2017/11/26 18:00

ワン・ビン監督、ベネチアW受賞作「苦い銭」1月下旬公開

「苦い銭」ポスター画像 (C)2016 Gladys Glover-House on Fire-Chinese Shadows-WIL Productions
「苦い銭」ポスター画像 (C)2016 Gladys Glover-House on Fire-Chinese Shadows-WIL Productions

 [映画.com ニュース] 第74回ベネチア映画祭で、オリゾンティ部門脚本賞とヒューマンライツ賞をダブル受賞した、ワン・ビン監督の「苦い銭」が、2018年1月下旬から公開される。雲南省から湖州の街に出稼ぎに行く女性ふたりが車中で眠りこける表情を捉えたポスタービジュアルがお披露目された。

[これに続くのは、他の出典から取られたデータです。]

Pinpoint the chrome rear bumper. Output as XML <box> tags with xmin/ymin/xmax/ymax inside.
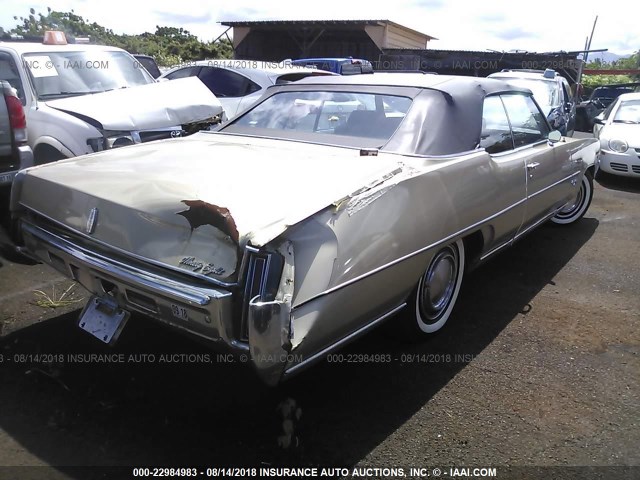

 出稼ぎ労働者が住民の80%を占める街・湖州。14億が生きる巨大中国の片隅で、1元の金に一喜一憂する労働者たちをカメラが捉える。ドキュメンタリーであるにもかかわらず、群像劇のような見応えで、そのひとりひとりの人生が、我々と同じものだと気づかせてくれるワン・ビン監督の真骨頂といえる作品だ。

 「鉄西区」「無言歌」「三姉妹 雲南の子」「収容病棟」と数々の傑作を発表、仏パリのポンピドゥー・センターでは1カ月以上にわたる回顧展が開催され、ドイツの国際芸術祭ドクメンタ14にも招へいされるなど、美術の分野でも高く評価されているワン監督。今作について「中国社会では、現代ほど『金』が重要な時代は、これまでに存在しませんでした。今、誰もが裕福になりたいと願っています。しかし現実から見れば、それは誰もが空想の中に生きていると言うしかありません。また、“流れゆくこと”は、今日の市井の中国人にとって重要なテーマです。私は、彼らの物語を語るために、カメラのショットや捉える人物をずらしながら、ある被写体から別の被写体へ、焦点を揺らすようにひとつに絞らずに撮影しました」とコメントを寄せている。

 「苦い銭」は、2018年1月下旬からシアター・イメージフォーラムほか全国で順次公開。